Failure to see the point.

I see this so often in the news, blogs and even in conversation amongst friends sometimes. Someone puts for an argument or a point of view and someone reponds to either a completely different or only partially related point that wasn't made. In this case, where a study finds that the use of alternative remedies is a danger to children primarily due to the abandonment of convential treatment, a professor of complmentary medicine (aside: Exactly how low have Exeter University sunk that they actually have a deparment to study woo) says that "alternative therapies can have side effects, especially in vulnerable groups like children".

Pity it's the BBC reporting on this, I find the quality of their science reporting to be sub-par.

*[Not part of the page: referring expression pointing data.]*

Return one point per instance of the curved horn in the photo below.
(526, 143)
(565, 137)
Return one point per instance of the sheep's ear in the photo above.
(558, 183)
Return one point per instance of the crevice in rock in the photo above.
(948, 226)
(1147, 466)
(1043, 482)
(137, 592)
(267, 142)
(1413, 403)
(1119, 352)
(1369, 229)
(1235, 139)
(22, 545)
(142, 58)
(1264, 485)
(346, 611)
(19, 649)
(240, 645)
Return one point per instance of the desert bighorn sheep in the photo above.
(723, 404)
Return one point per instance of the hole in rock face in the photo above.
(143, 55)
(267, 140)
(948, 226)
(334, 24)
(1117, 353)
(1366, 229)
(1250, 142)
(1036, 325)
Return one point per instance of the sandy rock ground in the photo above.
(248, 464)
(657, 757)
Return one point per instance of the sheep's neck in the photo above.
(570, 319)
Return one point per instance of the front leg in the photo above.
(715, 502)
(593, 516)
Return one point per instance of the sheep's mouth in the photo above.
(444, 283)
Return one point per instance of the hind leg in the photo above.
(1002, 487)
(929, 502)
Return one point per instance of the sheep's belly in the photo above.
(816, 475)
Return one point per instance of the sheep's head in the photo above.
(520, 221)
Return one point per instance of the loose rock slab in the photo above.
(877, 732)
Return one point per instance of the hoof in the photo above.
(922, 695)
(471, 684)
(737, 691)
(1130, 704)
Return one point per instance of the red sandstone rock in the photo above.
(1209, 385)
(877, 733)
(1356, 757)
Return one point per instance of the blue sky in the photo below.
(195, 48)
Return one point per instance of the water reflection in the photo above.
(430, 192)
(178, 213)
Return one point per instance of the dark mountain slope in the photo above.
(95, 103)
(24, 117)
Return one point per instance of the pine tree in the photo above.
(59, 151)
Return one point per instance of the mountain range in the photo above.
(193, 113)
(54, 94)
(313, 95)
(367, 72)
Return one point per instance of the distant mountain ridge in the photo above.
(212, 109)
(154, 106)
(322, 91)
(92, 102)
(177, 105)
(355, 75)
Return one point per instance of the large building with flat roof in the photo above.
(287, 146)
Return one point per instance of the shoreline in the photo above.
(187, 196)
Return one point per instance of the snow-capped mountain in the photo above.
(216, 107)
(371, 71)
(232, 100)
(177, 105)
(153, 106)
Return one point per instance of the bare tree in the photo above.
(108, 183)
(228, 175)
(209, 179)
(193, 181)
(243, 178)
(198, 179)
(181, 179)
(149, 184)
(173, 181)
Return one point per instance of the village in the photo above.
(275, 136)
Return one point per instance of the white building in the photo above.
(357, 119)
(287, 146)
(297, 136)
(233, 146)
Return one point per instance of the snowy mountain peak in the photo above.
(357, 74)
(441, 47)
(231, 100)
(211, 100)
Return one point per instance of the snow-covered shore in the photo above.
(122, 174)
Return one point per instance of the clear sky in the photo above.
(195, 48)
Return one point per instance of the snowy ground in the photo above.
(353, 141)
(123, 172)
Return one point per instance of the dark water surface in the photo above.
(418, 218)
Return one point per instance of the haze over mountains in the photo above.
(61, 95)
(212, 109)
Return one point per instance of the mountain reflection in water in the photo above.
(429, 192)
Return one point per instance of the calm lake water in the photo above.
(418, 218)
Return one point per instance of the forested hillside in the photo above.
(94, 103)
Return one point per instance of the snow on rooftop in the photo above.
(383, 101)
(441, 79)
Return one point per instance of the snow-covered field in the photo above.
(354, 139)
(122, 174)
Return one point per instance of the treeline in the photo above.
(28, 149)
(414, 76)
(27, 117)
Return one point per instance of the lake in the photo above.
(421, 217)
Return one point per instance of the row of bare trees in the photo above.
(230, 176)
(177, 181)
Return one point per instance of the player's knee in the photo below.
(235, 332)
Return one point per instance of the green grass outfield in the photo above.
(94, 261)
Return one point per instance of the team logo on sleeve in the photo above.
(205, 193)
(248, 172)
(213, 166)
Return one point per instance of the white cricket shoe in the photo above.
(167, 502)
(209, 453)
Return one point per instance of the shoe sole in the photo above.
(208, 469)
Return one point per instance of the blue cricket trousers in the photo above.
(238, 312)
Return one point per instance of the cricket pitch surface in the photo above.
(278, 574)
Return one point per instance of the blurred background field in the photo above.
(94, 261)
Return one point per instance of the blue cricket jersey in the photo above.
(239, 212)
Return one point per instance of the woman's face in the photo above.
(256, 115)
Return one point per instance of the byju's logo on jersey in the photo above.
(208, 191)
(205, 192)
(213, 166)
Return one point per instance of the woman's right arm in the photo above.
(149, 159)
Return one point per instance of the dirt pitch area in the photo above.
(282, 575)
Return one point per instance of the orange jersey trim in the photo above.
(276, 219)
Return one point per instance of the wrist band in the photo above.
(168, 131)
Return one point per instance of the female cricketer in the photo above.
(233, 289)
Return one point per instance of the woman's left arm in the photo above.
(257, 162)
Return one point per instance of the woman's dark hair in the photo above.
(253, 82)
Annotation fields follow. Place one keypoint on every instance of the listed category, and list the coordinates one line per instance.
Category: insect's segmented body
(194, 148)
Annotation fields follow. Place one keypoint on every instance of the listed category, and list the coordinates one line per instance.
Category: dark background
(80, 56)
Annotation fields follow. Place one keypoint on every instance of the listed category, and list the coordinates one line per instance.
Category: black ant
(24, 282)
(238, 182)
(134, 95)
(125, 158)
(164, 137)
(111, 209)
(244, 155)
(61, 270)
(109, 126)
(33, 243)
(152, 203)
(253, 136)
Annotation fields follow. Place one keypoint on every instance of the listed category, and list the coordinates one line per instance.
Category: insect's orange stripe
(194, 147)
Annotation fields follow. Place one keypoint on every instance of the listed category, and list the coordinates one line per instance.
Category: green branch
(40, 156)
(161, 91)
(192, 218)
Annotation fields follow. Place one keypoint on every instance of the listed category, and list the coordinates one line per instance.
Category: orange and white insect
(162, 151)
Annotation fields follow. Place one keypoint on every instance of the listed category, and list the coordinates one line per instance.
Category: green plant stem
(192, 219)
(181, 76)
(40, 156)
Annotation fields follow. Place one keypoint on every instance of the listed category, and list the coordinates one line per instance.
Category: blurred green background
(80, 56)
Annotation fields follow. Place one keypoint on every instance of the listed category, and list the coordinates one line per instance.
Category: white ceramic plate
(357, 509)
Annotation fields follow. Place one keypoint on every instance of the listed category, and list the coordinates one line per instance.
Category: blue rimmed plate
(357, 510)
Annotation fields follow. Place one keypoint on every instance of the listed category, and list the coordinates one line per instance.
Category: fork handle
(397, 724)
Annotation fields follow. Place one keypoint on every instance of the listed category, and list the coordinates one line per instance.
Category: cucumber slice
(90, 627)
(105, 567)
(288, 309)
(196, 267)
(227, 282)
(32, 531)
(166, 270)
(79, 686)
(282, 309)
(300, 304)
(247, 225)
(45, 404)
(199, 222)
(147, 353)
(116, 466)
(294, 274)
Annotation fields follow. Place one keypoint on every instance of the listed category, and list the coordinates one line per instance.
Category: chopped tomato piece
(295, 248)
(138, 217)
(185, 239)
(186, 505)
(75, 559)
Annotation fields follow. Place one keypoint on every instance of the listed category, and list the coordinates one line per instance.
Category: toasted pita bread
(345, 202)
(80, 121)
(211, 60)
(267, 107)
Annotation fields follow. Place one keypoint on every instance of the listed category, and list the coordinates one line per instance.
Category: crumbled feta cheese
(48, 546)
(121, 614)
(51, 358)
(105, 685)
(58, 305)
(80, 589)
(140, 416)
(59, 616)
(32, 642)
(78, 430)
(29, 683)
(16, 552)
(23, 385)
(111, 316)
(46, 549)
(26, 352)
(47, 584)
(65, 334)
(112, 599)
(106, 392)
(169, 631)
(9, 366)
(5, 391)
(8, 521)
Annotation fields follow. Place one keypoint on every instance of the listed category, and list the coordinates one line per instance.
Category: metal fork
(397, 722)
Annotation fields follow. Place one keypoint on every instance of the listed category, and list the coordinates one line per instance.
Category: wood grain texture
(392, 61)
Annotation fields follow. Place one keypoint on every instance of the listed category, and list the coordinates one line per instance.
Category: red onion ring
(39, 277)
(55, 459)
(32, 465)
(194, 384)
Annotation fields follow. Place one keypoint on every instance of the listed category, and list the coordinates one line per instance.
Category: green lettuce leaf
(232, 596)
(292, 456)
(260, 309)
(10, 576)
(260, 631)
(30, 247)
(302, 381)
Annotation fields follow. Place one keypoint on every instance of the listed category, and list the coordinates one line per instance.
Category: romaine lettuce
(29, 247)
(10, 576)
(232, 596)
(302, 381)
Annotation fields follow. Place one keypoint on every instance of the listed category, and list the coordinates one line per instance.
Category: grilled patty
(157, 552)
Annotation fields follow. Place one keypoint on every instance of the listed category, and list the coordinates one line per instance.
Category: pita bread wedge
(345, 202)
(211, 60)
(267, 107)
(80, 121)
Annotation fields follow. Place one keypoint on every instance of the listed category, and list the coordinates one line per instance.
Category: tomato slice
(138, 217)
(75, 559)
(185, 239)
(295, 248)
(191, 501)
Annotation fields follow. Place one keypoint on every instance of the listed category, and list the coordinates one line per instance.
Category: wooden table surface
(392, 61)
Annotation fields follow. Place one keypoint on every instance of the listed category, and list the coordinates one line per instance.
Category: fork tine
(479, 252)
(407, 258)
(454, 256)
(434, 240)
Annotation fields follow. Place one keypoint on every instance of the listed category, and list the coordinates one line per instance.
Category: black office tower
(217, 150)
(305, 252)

I shall have to go look for the actual report now, if I get time.

Wednesday, December 22, 2010

So, I've noticed...

that when my work consists of someone saying "go away and research this for me", it's a lot easier to blog/write, than when work consists of saying "we have this, this and this to do". And it's not just a matter of time. I find that when one is undertaking research, the mind wanders more when you're trying to construct a narrative around what you've found. I'd go as far to say that it's beneficial for the final product, as if a certain amount of mental delinquency in necessary. On the other hand, when I have a set of structured tasks laid out in front of me, the delinquency still occurs, it's just flatter, in the sense that the compulsion to express an opinion is ... gone. It provides short breaks from the tasks, which probably help the brain concentrate a little but in general it feels like it contributes towards the final product less. As to why this is, I can't really say.